Judy Asks: Is Europe's Energy crisis self-inflicted?

Opinion piece (Carnegie Europe)
28 October 2021

Paradoxically, Europe’s main fault is that while it is the frontrunner in climate action, its decarbonization efforts are currently still too slow to beat the pace of changes in global energy dynamics. This has left Europe exposed to the current energy price spike.
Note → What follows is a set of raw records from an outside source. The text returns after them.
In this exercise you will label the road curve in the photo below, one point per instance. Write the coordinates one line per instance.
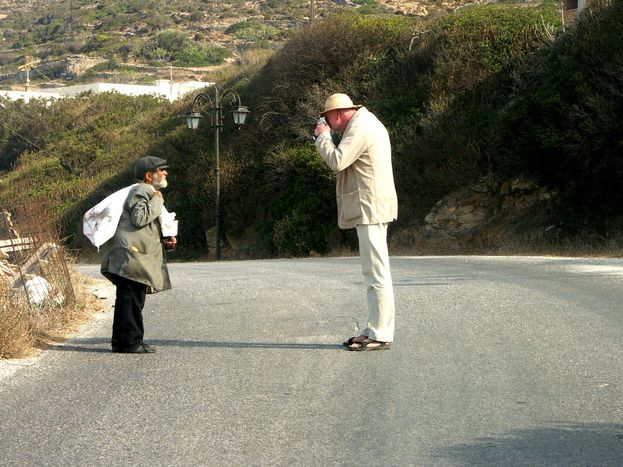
(497, 361)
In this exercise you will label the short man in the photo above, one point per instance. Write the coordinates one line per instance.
(134, 258)
(366, 200)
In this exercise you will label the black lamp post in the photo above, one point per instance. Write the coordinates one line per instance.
(213, 105)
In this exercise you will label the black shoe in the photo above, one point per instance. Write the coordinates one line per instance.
(141, 348)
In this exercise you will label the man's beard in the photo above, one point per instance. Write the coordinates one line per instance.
(159, 182)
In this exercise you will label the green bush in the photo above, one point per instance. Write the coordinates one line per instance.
(566, 121)
(252, 31)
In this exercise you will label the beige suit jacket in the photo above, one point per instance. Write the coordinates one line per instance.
(365, 182)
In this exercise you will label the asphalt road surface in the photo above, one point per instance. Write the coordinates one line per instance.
(496, 361)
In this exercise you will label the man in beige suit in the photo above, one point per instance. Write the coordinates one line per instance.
(366, 200)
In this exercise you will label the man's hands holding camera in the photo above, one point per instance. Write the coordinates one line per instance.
(321, 127)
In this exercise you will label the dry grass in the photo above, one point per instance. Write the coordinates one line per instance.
(24, 332)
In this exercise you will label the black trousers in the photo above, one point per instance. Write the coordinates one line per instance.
(127, 327)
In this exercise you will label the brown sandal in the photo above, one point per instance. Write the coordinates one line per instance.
(351, 340)
(368, 344)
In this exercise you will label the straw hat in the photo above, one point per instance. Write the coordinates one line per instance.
(338, 101)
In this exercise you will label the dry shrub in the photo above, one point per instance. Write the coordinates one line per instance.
(24, 330)
(16, 337)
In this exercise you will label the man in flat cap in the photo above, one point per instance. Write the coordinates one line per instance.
(367, 201)
(134, 258)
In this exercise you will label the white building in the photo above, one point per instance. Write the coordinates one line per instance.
(163, 88)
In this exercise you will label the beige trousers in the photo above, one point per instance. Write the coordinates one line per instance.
(377, 275)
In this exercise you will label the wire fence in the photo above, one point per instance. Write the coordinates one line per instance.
(32, 261)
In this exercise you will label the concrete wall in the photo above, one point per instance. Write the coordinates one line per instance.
(163, 88)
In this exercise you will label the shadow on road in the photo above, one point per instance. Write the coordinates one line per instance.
(559, 444)
(94, 345)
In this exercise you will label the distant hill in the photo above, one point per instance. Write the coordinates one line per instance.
(65, 40)
(506, 136)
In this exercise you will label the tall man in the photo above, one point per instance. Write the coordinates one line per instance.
(366, 200)
(133, 260)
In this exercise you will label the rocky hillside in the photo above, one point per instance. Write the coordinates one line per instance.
(38, 36)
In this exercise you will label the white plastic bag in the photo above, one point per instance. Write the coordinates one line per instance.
(168, 223)
(99, 223)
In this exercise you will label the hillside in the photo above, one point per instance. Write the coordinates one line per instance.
(67, 40)
(506, 134)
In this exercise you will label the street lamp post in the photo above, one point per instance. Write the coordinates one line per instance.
(213, 105)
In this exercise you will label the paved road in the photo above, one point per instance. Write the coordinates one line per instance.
(497, 361)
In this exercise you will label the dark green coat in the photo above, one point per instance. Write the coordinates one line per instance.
(136, 251)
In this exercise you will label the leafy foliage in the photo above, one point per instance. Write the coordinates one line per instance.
(487, 92)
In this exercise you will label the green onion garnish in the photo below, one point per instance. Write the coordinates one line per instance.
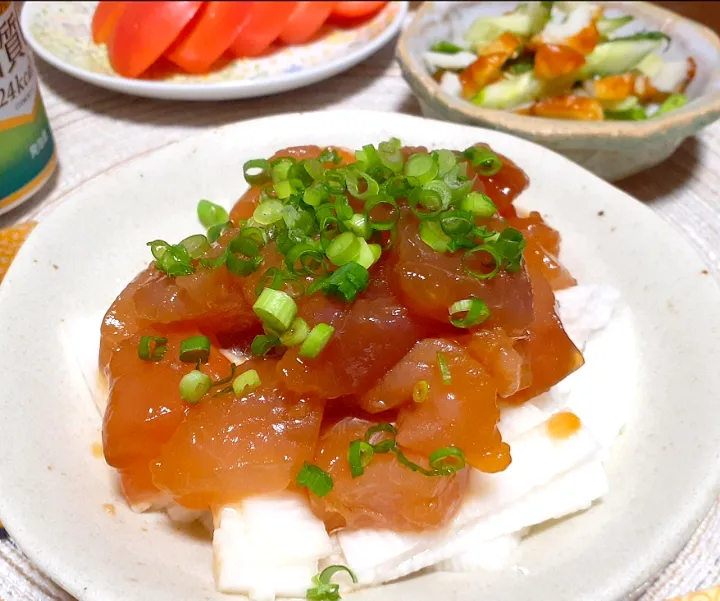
(447, 460)
(263, 344)
(485, 161)
(360, 454)
(343, 249)
(296, 333)
(475, 310)
(445, 47)
(248, 380)
(315, 479)
(324, 589)
(478, 204)
(444, 369)
(211, 214)
(194, 386)
(195, 349)
(152, 348)
(257, 172)
(421, 390)
(316, 340)
(275, 309)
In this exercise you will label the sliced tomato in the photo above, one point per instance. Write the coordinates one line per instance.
(356, 10)
(144, 31)
(104, 20)
(217, 26)
(266, 22)
(305, 21)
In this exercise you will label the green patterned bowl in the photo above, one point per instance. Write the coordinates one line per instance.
(612, 150)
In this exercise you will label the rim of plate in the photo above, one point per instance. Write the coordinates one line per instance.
(224, 90)
(657, 550)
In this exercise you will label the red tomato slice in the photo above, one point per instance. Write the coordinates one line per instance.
(104, 20)
(144, 31)
(267, 20)
(217, 26)
(355, 10)
(305, 21)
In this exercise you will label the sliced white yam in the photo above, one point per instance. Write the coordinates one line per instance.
(491, 555)
(381, 555)
(268, 546)
(443, 60)
(585, 310)
(450, 84)
(671, 76)
(80, 337)
(578, 18)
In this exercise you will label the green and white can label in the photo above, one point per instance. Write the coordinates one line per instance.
(27, 150)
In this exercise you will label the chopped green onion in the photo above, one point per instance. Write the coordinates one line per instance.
(329, 155)
(315, 479)
(281, 168)
(431, 234)
(478, 204)
(243, 256)
(316, 341)
(257, 172)
(152, 348)
(194, 386)
(348, 281)
(196, 245)
(382, 203)
(195, 349)
(358, 225)
(360, 454)
(354, 180)
(325, 590)
(247, 380)
(275, 309)
(296, 333)
(485, 161)
(457, 223)
(310, 257)
(283, 189)
(211, 214)
(385, 445)
(444, 369)
(217, 230)
(421, 391)
(446, 161)
(366, 257)
(343, 249)
(268, 212)
(476, 311)
(673, 102)
(445, 47)
(447, 461)
(262, 344)
(421, 166)
(316, 194)
(487, 248)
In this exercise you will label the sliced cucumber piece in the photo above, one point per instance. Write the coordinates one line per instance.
(607, 26)
(509, 92)
(525, 21)
(618, 56)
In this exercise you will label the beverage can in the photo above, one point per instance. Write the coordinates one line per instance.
(27, 149)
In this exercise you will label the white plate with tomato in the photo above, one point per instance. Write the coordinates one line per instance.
(208, 50)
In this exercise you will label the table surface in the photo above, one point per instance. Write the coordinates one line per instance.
(97, 130)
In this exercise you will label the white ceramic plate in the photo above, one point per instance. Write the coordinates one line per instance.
(663, 472)
(60, 33)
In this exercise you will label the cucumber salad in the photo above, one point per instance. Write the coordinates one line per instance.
(562, 60)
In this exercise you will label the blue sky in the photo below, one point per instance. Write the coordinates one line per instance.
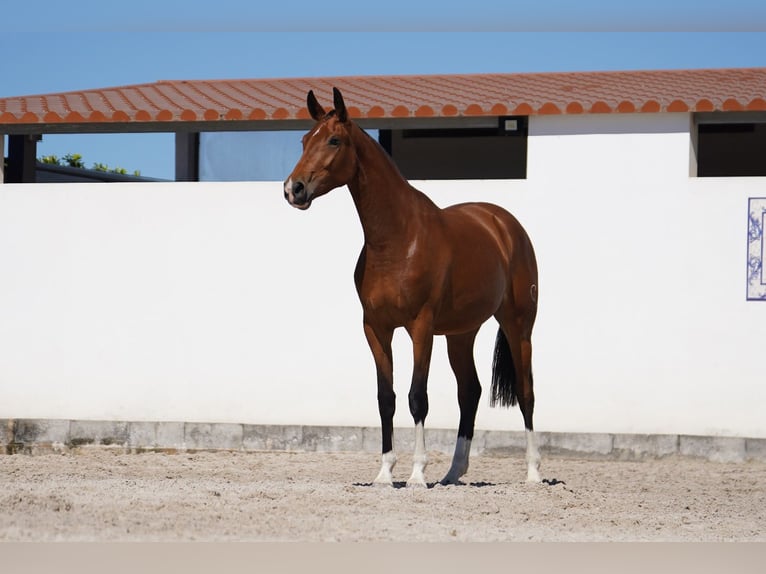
(55, 49)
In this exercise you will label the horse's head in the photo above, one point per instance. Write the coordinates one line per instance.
(328, 159)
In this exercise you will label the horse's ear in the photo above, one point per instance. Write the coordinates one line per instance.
(316, 111)
(340, 105)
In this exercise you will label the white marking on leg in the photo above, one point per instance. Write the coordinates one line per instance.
(459, 461)
(419, 458)
(388, 461)
(533, 458)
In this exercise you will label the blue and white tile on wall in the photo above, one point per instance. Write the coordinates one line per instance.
(756, 282)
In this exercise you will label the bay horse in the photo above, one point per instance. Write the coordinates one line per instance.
(432, 271)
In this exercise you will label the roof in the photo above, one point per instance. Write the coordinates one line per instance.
(738, 89)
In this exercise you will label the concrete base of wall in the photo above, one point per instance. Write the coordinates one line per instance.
(38, 436)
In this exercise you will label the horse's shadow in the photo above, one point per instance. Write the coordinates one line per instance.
(398, 484)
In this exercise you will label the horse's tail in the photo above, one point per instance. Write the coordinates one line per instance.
(503, 374)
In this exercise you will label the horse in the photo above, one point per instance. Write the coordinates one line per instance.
(432, 271)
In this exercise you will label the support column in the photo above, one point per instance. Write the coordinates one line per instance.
(22, 158)
(187, 156)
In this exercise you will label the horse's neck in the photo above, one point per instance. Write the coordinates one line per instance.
(389, 207)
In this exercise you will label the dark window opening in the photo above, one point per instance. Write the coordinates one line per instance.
(731, 150)
(461, 153)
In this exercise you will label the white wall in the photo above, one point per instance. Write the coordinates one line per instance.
(218, 302)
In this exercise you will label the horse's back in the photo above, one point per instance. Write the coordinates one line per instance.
(502, 225)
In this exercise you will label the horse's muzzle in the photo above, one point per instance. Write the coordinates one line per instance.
(296, 194)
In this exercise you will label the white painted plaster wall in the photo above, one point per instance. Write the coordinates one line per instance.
(219, 303)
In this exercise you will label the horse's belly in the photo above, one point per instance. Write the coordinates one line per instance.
(468, 308)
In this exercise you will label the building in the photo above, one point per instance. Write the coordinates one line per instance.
(642, 191)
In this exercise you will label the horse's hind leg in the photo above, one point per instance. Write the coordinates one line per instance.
(460, 350)
(518, 336)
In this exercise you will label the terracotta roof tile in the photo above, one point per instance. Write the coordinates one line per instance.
(401, 96)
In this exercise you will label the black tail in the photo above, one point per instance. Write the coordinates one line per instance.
(503, 374)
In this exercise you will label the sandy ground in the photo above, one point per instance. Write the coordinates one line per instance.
(101, 495)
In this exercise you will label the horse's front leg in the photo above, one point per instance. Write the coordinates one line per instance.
(422, 337)
(379, 341)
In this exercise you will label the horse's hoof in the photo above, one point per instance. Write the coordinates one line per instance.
(533, 476)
The shift from coal to gas for electricity generation observed in the past decade in European power markets is a success story in emissions reduction—only surpassed by the rise of renewables. Liberalization of gas markets has saved European consumers almost €60 billion ($70 billion) in energy bills over the past decade. However, Europe’s reliance on Russian gas imports has increased, which comes with its own geopolitical baggage.

As extreme temperatures become more common and as energy demand in emerging economies steadily grows, Europe will increasingly have to compete with Asia for gas—even if gas is “only” to serve as a transition fuel to kick coal out of the global grid.

In the short term, governments should provide cash transfers to vulnerable households and businesses to weather the price storm. In the long term, decarbonizing the energy sector is the best strategy for Europe to durably reduce its energy prices and improve its energy security.

Elisabetta Cornago is a research fellow at the Centre for European Reform.